Mais comment faire mieux avec les contraintes de toutes sortes ? Comment passer à la pratique ? Il faudrait intégrer dans la formation des enseignants ce qu’on propose pour la mise à niveau(par un système de certification), et donc prévoir un accompagnement, et leur donner tous les moyens pour les aider. D’où la nécessité d’une réflexion sur le terrain et l’importance de la rencontre avec le groupe de travail.

– Intervention de Mme Bounagui :
Après avoir remercié M. le Ministre, Mme Bounagui a mis l’accent sur l’offre de l’AMEF en termes de formation de ses adhérents et sa contribution à la promotion de la langue française, par le biais de ses colloques et universités d’été et des formations spécifiques dont récemment celle proposée par la FIPF : projet PEF (ingénierie de formation). Elle a signalé qu’à long terme, les membres de l’AMEF, experts en PEF, peuvent contribuer à aider les professeurs des matières scientifiques des classes Bac international ; qu’un concours (les Françiades) sera proposé aux élèves du tronc commun de ces classes. L’AMEF a prévu, à court terme, des activités ciblant en premier lieu les collèges entre autres le concours Journal scolaire. D’un autre côté, des enseignants améfiens bénévoles peuvent participer en tant que coachs ou animateurs dans les centres d’épanouissement créés récemment, et mettre leur expérience et leur expertise à la disposition des collégiens en difficulté.
Et pour terminer, Mme Bounagui a formulé le vœu que le ministère puisse gratifier les participants aux formations de l’AMEF en leur décernant des certificats. Mme El Bourkadi a appuyé son souhait en citant l’exemple de l’association tunisienne, l’ATPF, dont la participation de ses adhérents est prise en compte dans leur promotion.
Concernant les concours qu’organise l’AMEF, Mme Bounagui a sollicité la contribution du ministère à leur diffusion.

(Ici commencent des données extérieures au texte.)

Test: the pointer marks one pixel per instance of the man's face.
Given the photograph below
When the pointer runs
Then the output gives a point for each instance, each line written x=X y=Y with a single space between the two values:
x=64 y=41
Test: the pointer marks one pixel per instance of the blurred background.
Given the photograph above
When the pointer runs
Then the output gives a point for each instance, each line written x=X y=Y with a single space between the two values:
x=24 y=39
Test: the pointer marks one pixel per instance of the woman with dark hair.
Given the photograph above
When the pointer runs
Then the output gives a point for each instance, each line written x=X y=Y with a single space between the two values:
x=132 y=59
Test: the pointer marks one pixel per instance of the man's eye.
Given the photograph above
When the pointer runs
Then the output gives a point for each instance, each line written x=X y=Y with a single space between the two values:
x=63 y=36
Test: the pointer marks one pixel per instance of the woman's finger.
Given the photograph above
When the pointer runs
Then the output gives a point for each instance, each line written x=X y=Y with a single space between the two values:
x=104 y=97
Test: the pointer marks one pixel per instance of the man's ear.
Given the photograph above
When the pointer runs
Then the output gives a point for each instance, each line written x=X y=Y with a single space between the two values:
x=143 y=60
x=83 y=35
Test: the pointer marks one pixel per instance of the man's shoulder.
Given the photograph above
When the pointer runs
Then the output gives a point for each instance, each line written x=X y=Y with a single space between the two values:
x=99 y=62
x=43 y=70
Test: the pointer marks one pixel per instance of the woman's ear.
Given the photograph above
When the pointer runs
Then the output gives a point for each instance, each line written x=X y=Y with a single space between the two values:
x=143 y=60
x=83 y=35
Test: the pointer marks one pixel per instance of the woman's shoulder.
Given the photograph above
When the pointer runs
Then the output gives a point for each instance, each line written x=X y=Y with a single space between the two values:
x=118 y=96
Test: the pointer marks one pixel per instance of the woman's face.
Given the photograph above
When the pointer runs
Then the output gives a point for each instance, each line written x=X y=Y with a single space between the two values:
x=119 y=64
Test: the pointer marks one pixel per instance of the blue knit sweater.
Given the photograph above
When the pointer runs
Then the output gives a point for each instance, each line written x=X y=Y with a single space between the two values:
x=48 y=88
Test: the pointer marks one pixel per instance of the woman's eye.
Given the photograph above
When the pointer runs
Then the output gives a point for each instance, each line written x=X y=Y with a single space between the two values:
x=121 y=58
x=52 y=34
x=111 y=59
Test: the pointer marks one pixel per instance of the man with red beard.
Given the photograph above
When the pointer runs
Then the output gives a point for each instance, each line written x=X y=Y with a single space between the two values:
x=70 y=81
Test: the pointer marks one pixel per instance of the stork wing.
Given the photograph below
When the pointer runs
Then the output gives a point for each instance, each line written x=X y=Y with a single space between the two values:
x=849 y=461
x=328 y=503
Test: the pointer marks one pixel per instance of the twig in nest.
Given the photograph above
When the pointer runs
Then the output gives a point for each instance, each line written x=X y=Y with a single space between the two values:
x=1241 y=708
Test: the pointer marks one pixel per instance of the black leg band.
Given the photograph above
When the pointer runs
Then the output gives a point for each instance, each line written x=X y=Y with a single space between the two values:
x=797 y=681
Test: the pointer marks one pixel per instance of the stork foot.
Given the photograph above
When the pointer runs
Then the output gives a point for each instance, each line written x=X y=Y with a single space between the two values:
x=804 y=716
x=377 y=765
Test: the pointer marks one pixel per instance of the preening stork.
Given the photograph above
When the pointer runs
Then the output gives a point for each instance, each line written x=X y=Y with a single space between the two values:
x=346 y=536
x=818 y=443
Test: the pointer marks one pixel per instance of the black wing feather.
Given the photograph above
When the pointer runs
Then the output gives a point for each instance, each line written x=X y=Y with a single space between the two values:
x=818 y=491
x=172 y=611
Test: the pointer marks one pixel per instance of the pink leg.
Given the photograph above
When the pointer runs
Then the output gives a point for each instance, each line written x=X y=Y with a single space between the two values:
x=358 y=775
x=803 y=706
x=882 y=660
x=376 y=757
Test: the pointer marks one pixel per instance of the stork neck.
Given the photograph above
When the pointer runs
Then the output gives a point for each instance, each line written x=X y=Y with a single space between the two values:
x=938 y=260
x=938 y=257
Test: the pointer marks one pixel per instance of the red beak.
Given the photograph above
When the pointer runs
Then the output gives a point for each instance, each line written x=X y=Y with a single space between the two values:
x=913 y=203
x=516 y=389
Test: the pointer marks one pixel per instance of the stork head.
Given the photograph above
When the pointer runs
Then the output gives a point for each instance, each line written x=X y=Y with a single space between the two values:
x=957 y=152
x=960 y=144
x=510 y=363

– Réponse de M. le Ministre :
« Tout ce qu’on aura fait, c’est du gain ; un enfant ça n’a pas de prix » a affirmé le ministre. Il a déploré que notre système d’enseignement ait écarté les arts (théâtre, musique, peinture…), et c’est un tort qu’il faut rattraper. D’où l’idée de la création des centres d’épanouissement. Encore faut-il avoir les moyens. Aussi chacun peut s’y mettre et y contribuer selon les moyens, les disponibilités : établissements, collectivités, associations…A noter que les IF et les centres américains sont d’accord pour collaborer. Ces espaces, ouverts le samedi et dimanche, doivent offrir des activités ludiques (arts, sports, langues étrangères) à dispenser également le soir après les cours. Il faudrait que dans ces centres les professeurs fonctionnent dans la liberté (ce qui leur manque dans la pratique quotidienne de la classe) ; ils seront alors créatifs.

Quelques participants ont pris la parole pour faire un compte rendu des expériences pédagogiques qu’ils ont vécues (M.Elasri, Seghrouchni), qu’ils ont initiées (M. Amelal, Mme Oulad Hjajma).

A la fin de la rencontre M. le Ministre ainsi que le représentant de son cabinet ont remercié les participants pour leur implication.

L’équipe de travail constituée se réunira prochainement pour élaborer un projet urgent pour l’amélioration de la maitrise du français.